Sagittal view of the clinical lung test data set using different denoising methods. Spine regions in the sagittal view are zoomed in for easier visual comparison. First column: EM image smoothed by Gaussian denoising; second column: EM images smoothed by NLM denoising; third column: EM image denoised by CNN trained from simulated phantom; fourth column: EM image denoised by CNN from real data only; fifth column: EM image denoised by CNN with fine-tuning. Permission to reuse this figure obtained from Gong et al 2018.

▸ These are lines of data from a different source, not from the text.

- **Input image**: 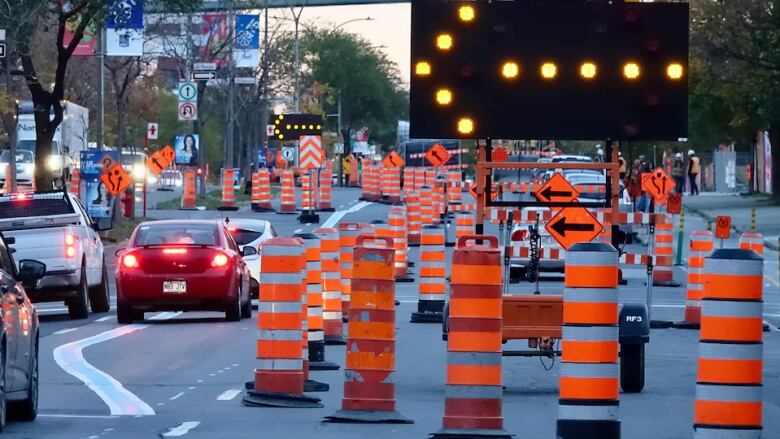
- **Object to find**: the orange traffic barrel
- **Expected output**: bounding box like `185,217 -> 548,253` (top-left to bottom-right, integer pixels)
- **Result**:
317,166 -> 336,212
243,238 -> 322,407
314,227 -> 347,345
276,169 -> 297,214
653,213 -> 680,287
252,168 -> 273,212
406,190 -> 422,247
217,169 -> 238,210
325,235 -> 412,423
293,233 -> 339,370
339,223 -> 360,322
556,243 -> 620,439
739,232 -> 764,255
181,169 -> 196,210
693,249 -> 768,439
432,235 -> 512,439
411,226 -> 447,323
674,230 -> 714,329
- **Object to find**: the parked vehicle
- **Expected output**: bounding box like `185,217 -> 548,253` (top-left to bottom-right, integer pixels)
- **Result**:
0,191 -> 111,319
116,220 -> 251,323
0,234 -> 46,430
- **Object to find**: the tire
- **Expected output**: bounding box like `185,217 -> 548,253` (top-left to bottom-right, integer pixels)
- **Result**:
89,260 -> 111,313
620,343 -> 645,393
67,261 -> 89,320
225,281 -> 241,322
8,338 -> 39,422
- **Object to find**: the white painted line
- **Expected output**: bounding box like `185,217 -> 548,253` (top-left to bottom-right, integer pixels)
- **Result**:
322,201 -> 371,229
163,421 -> 200,437
54,328 -> 79,335
217,389 -> 243,401
54,312 -> 181,416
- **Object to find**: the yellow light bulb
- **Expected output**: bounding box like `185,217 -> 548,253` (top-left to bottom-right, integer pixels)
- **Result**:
542,62 -> 558,79
501,61 -> 520,79
580,62 -> 598,79
436,88 -> 452,105
666,63 -> 685,79
458,117 -> 474,134
623,62 -> 641,79
458,5 -> 477,22
414,61 -> 431,76
436,34 -> 452,50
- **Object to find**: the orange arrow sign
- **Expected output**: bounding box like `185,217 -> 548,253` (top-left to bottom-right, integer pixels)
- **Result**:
534,172 -> 580,203
425,143 -> 451,168
544,207 -> 604,250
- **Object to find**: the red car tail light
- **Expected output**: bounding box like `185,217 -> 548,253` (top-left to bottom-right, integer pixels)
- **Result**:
211,253 -> 230,268
122,253 -> 138,268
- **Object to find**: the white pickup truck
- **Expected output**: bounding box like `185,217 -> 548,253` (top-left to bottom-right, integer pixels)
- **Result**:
0,191 -> 111,319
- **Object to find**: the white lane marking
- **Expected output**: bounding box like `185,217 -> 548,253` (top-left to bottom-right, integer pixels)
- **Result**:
163,421 -> 200,437
217,389 -> 243,401
54,328 -> 79,335
322,201 -> 371,229
54,312 -> 181,416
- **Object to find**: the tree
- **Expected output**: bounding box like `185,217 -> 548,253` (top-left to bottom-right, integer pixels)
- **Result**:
0,0 -> 201,188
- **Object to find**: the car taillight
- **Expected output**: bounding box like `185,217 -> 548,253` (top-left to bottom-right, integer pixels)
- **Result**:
211,253 -> 230,268
65,234 -> 76,258
122,253 -> 138,268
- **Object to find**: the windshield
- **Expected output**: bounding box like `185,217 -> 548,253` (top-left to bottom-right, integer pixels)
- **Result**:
135,223 -> 217,247
0,149 -> 33,163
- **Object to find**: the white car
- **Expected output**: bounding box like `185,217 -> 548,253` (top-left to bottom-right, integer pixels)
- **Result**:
226,218 -> 278,299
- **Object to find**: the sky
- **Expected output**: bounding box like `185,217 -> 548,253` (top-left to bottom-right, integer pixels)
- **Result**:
280,3 -> 411,83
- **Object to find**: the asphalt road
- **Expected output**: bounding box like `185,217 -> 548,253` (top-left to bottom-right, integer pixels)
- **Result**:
9,189 -> 780,439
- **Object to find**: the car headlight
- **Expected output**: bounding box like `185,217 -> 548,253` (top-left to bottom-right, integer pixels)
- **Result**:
46,155 -> 62,172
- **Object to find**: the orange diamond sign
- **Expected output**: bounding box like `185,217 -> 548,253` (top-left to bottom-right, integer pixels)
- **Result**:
534,172 -> 580,203
544,207 -> 604,250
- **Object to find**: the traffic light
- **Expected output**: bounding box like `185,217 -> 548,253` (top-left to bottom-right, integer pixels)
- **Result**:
271,114 -> 322,140
410,0 -> 689,140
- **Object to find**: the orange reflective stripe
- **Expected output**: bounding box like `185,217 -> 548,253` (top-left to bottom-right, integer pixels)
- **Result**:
564,265 -> 618,288
448,334 -> 501,352
561,340 -> 618,363
701,315 -> 763,342
696,358 -> 763,384
693,401 -> 761,426
446,364 -> 501,386
563,302 -> 618,325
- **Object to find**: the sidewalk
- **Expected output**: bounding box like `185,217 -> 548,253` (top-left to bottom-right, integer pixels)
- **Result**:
683,193 -> 780,250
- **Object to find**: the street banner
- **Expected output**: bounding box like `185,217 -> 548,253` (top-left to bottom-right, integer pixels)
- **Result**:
106,0 -> 144,56
234,14 -> 260,67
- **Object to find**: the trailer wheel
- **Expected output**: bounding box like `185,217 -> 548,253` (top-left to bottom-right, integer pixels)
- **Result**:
620,343 -> 645,393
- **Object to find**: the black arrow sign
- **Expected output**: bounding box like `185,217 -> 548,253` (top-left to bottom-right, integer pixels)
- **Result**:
550,216 -> 596,237
540,186 -> 574,200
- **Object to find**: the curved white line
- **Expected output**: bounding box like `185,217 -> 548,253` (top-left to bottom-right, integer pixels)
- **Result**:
54,312 -> 181,416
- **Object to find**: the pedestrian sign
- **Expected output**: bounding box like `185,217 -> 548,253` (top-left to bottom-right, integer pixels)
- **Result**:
100,163 -> 132,197
425,143 -> 451,168
642,168 -> 674,204
544,206 -> 604,250
534,172 -> 580,203
382,151 -> 404,169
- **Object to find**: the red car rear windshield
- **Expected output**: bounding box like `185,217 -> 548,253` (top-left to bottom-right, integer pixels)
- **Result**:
135,224 -> 219,247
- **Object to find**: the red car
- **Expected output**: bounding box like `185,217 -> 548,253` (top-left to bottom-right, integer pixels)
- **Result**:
116,220 -> 257,323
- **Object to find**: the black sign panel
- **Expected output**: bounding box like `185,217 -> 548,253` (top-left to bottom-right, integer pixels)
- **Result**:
271,114 -> 322,140
410,0 -> 688,140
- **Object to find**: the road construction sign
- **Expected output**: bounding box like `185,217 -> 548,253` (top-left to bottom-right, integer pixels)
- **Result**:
715,216 -> 731,239
100,163 -> 133,197
534,172 -> 580,203
544,207 -> 604,250
425,143 -> 451,168
642,168 -> 674,204
382,151 -> 404,169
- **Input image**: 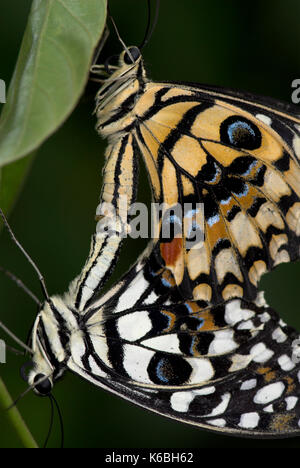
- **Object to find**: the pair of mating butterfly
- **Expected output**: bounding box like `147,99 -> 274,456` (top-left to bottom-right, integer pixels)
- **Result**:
1,9 -> 300,437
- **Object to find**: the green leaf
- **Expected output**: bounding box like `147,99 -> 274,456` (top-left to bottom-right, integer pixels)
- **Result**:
0,154 -> 35,214
0,0 -> 106,166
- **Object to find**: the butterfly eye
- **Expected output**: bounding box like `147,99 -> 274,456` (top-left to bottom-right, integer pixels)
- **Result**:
34,374 -> 52,396
124,47 -> 141,65
220,116 -> 261,150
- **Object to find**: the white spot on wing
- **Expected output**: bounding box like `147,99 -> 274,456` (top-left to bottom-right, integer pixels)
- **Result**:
118,311 -> 152,341
256,114 -> 272,126
207,393 -> 230,416
123,344 -> 154,383
254,382 -> 285,405
278,354 -> 295,371
141,333 -> 182,354
241,379 -> 257,390
250,343 -> 274,362
239,412 -> 259,429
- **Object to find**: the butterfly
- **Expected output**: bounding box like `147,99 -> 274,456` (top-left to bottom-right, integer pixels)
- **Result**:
4,38 -> 300,437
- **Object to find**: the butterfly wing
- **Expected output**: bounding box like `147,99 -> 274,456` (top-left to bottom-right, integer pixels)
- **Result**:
68,254 -> 300,437
135,83 -> 300,304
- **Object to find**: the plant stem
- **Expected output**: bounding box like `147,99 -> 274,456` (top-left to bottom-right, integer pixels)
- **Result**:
0,377 -> 38,448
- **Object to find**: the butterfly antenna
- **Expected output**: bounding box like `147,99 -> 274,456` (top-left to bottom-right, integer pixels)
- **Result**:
43,394 -> 54,448
107,6 -> 134,63
0,322 -> 33,354
0,266 -> 41,307
139,0 -> 160,50
0,208 -> 50,302
49,394 -> 65,448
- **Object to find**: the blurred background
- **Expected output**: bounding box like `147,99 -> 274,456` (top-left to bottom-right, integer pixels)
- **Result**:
0,0 -> 300,448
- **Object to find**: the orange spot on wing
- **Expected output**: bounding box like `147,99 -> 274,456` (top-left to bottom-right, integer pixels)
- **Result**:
160,237 -> 183,266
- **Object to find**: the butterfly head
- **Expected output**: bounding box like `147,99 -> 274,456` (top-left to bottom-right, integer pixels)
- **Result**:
21,297 -> 69,396
96,46 -> 146,136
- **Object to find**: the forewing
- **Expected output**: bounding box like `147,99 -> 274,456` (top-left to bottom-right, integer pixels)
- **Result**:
68,255 -> 300,437
136,83 -> 300,303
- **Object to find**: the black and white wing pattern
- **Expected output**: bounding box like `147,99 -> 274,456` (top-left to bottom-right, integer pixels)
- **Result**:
67,253 -> 300,437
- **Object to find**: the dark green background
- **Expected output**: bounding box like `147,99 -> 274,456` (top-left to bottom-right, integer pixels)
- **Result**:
0,0 -> 300,448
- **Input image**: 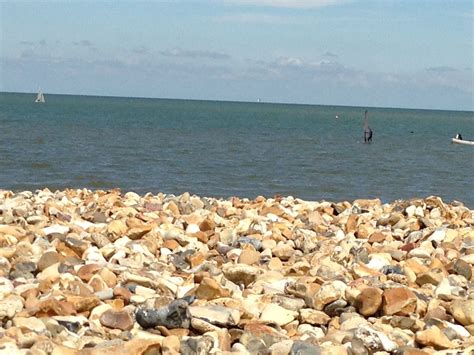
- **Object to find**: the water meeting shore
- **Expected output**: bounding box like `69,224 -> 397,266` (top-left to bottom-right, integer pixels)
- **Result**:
0,189 -> 474,355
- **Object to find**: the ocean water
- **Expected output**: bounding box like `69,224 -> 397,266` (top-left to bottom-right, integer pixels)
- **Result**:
0,93 -> 474,208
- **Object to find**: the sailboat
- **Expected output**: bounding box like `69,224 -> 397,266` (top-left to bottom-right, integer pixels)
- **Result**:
364,110 -> 373,143
35,89 -> 44,103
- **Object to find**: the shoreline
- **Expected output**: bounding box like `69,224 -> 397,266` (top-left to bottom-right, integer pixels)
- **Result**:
0,189 -> 474,354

One unique feature of PET is its intrinsic dynamic-imaging ability, by which tracer pharmacokinetic parameters and corresponding physiologic information can be derived [149]. In dynamic imaging, the collected coincidence data are divided into various frames in time. Based on specific kinetic models [150], parametric images, reflecting metabolism rate, receptor binding or perfusion rate, can be derived. Compared to static PET imaging with the same scanning time, the image quality of parametric images can be much worse for compartmental models due to the ill-posedness of the fitting procedure. There are two ways that a CNN can be applied to improve dynamic PET imaging. The first approach is to use a neural network to denoise dynamic PET images before the kinetic fitting step, by processing either one frame at a time [139] or all frames together [151, 152]. The frame-by-frame approach is similar the static PET image denoising, but the variation in tracer distribution and noise level among the dynamic PET frames requires special handling. In contrast, processing all the frames together can exploit both spatial and temporal information. The second approach is to train a network to map dynamic PET images to corresponding parametric images directly. Such direct mapping is especially useful for PET data with missing time points. For example, in [153] dynamic PET images from a partial scan, along with MR images providing cerebral blood flow (CBF) and structure information, were used to predict binding potential (BP) images derived from the full 60-min scan. The use of a CNN avoids the difficulty of providing an explicit model between the MR information and the binding potential. The BP image generated by the network shows better image quality than those derived based on the simplified reference tissue model with partial data. However, such approaches are difficult to implement to improve the image quality of parametric images derived from the full 60-min scan, because of the lack of even longer dynamic PET scans. To address this issue, a modified deep image prior framework, which included the kinetic modeling in the training function, was applied to parametric image estimation based on the Logan plot [154]. The network input is the CT prior image and the network output is the parametric image. The network was trained during the parametric image estimation and no high-quality reference image was required in this approach.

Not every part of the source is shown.